A Little Over a Year After the Las Vegas Shootings: What Procedures Should Hotels Have in Place to Keep Guests and Employees Safe
Random acts of violence are just that - random, horrific, and usually without any kind of warning. But, when they happen in a hotel crowded with guests and employees, the results can be that much more tragic. Hoteliers must walk a very fine line between keeping those under their roofs safe and protected, and still making their guests feel welcomed.
While there is no one answer and no easy solution, security experts and industry watchers weighed in on what has changed over the last year and what safety precautions properties should have in place to be as prepared as possible.
Bringing in professionals for outside training is something hotels should be doing - if they are not already doing this. "You can invite police departments in to conduct active shooter training for free, which would be particularly something you would see at larger properties, said David Sangree, president of Hotel & Leisure Advisors, a hospitality industry consulting firm. "And, now the 'see something, say something' policy is more important than ever."
While he feels few hotels have made significant changes since the Oct. 1, 2017 tragedy in Las Vegas, Mac Segal, Copenhagen-based head of hotel and fixed site security consulting for AS Solution, a global security and executive protection company, said that some United States properties have begun deploying CIRT (Critical Incident Response teams) on their properties. These are highly qualified and extremely well-trained experienced security personnel who are able to effectively respond to a critical incident at the hotel, he noted.
Segal suggested that hotels invest in is a reporting platform, which is an app or web-based system for quick and effective reporting of suspicious activity.
"So many employees and guests see things but do nothing with that information and then after the fact we learn that an attack could have been prevented if only we had known what people had seen," Segal said. "There are excellent platforms out there that make it so easy and quick to report something and then enables the security team to easily collate, cross reference, and use that data to take proactive steps to stop an incident before it even begins."

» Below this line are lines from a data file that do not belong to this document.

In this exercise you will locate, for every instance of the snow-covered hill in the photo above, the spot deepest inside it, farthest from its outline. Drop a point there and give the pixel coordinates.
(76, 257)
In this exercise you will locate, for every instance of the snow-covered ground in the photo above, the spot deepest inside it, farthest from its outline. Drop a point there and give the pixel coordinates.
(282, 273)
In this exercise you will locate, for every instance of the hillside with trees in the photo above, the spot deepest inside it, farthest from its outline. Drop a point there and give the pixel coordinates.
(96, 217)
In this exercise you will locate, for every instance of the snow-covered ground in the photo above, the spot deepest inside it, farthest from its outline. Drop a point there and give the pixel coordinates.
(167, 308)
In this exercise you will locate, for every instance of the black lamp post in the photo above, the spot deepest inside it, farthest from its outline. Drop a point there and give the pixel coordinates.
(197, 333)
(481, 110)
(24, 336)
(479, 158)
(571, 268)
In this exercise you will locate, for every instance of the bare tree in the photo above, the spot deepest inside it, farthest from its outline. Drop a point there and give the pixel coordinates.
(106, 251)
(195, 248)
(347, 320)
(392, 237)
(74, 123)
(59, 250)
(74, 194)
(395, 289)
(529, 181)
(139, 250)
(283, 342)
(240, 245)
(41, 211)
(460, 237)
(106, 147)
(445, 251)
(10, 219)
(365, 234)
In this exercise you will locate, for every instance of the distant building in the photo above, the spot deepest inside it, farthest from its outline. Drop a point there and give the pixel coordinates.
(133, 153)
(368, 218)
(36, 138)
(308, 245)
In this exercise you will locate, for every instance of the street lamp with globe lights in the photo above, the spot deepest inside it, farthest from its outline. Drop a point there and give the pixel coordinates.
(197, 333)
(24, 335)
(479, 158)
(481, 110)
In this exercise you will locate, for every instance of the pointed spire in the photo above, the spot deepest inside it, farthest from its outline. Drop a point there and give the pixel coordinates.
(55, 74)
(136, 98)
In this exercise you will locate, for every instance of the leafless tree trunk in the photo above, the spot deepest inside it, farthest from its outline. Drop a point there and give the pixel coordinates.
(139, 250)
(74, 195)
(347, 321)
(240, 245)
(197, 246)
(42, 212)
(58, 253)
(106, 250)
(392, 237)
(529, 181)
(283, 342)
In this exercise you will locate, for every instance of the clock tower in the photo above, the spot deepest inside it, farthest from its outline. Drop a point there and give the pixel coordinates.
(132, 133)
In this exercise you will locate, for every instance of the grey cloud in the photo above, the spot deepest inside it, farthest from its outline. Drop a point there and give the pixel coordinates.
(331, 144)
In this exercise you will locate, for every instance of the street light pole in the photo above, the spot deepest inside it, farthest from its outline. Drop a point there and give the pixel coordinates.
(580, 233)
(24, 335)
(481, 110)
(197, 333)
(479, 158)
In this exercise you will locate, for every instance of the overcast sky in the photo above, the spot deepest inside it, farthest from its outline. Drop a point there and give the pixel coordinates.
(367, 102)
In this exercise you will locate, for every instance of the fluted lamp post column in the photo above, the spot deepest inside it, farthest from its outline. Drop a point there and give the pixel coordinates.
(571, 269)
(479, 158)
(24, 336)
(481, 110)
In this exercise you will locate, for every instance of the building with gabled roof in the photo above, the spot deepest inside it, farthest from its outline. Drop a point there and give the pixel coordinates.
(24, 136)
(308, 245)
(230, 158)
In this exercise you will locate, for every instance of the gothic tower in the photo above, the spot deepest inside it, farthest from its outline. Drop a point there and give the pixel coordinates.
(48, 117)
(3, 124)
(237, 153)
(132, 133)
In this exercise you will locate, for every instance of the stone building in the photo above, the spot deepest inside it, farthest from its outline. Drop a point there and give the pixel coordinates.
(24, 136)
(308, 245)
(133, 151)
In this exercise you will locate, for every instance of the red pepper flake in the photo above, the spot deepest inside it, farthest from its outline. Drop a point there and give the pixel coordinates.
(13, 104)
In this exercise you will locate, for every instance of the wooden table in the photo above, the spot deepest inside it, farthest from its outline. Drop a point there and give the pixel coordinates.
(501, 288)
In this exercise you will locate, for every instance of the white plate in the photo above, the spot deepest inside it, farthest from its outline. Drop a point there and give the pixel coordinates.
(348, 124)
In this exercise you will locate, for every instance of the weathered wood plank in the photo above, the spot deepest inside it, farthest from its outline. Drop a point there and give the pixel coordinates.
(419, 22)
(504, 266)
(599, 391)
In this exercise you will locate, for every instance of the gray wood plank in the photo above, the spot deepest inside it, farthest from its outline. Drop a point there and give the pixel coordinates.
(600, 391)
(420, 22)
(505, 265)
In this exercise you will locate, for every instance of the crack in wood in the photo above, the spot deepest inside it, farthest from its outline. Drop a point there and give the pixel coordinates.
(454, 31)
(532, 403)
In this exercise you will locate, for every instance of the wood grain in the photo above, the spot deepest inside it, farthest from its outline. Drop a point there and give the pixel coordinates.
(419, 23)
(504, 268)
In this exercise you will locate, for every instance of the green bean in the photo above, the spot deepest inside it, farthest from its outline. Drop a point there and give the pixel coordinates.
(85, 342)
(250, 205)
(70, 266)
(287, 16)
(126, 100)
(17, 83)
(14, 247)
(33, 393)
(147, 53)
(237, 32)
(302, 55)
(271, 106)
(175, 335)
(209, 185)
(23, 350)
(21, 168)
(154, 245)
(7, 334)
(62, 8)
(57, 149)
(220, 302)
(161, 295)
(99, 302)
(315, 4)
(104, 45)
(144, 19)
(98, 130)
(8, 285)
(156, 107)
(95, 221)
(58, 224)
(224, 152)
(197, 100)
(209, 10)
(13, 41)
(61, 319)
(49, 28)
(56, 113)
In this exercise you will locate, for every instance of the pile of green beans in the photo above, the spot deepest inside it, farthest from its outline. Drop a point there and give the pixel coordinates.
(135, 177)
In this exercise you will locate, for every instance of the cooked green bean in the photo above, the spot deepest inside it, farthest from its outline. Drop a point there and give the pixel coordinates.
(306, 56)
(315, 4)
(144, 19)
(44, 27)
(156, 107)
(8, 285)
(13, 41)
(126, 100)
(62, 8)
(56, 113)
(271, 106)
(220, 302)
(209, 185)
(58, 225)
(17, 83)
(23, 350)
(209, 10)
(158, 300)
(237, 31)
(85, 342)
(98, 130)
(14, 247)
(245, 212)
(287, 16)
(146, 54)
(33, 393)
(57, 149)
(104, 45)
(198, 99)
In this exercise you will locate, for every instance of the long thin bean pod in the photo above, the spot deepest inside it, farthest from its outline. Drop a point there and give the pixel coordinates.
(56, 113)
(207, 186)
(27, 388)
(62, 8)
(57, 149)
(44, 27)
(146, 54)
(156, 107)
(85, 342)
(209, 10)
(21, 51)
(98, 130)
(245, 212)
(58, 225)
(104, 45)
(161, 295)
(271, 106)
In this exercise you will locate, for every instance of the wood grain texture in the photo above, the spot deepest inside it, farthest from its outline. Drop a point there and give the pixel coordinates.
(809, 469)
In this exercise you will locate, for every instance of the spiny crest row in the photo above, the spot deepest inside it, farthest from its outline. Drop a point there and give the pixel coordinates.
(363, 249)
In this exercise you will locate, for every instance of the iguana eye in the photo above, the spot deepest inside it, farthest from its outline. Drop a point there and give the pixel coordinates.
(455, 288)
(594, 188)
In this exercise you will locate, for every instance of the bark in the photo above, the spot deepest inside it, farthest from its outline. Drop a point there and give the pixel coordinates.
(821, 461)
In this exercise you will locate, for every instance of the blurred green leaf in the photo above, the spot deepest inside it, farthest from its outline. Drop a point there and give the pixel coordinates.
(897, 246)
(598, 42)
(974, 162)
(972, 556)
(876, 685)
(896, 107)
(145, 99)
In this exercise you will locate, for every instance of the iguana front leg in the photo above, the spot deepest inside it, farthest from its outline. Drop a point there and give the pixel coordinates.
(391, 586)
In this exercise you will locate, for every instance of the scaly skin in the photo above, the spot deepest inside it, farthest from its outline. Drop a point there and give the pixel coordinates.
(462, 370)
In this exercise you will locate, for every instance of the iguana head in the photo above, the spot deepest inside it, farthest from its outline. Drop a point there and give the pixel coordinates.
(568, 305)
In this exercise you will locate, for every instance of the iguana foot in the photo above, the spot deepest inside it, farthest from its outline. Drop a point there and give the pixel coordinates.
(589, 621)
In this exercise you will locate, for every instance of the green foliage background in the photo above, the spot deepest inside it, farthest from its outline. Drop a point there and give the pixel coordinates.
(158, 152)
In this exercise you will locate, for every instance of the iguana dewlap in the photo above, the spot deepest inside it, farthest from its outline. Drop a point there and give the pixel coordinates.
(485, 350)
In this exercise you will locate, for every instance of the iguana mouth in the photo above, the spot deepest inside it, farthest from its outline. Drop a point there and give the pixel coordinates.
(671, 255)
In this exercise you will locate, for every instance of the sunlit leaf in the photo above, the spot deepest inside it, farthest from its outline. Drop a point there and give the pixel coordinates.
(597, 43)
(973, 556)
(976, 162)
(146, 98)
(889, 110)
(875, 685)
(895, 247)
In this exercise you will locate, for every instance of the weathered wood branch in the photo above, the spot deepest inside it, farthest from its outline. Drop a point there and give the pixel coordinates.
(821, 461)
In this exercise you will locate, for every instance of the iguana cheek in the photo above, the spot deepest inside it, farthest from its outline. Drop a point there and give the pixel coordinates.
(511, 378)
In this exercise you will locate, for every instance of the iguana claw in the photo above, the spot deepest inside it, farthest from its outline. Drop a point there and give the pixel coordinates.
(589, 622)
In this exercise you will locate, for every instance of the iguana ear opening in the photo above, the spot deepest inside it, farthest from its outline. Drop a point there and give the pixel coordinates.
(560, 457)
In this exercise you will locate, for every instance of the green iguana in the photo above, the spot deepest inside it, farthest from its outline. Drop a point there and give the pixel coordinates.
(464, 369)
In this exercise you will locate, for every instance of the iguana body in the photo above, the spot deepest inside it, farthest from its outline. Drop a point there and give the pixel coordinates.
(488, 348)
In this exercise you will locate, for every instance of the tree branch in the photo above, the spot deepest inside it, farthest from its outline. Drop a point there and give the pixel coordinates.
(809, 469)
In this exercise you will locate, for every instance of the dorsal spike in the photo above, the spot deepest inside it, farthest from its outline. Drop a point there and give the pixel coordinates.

There also are new technologies, in terms of weapons scanners. These are not walk-through or handheld metal detectors, and for the most part invisible to the guests, Segal added. Developments in analytics for CCTV that allow hoteliers to “educate” the cameras as to what constitutes a potential threat and when to automatically alert the security control room, would be very beneficial as well.
"A lot of changes have probably taken place behind the scenes. We don’t necessarily know what types of surveillance enhancements have been made or new types of technologies hotels are using, and that's that’s by design," said Dallas-based Jason Porter, vice president of the southwest region for Pinkerton, a global provider of corporate risk management services and solutions.
Porter said he noticed after recently attending a conference in Las Vegas that a lot of hotels now have posted signs saying they don’t allow firearms in the building—which wasn’t always the case.
Hotels also have taken a more pro-active stance since Mandalay Bay by ramping up employee training, said Russell Kolins, chairman of the hospitality, entertainment, and tourism security council for ASIS International, the leading organization for security professionals worldwide.
"There has been a push to inform employees that they are the eyes and ears of the property. Establishment of a keen awareness, based on continuing reminders through training will help eliminate complacency and a 'take it for granted' attitude when it comes to security and safety," Kolins said.
Employees, particularly housekeeping, have access to security alert devices that they can activate in the case of an attack or other emergency. The panic alarms also pinpoint the location of the employee when activated for quick response. DO NOT DISTURB signs are being eliminated, Kolins added. Some hotels have door knob signs that read, “Room is locked from inside, but you can access by knocking."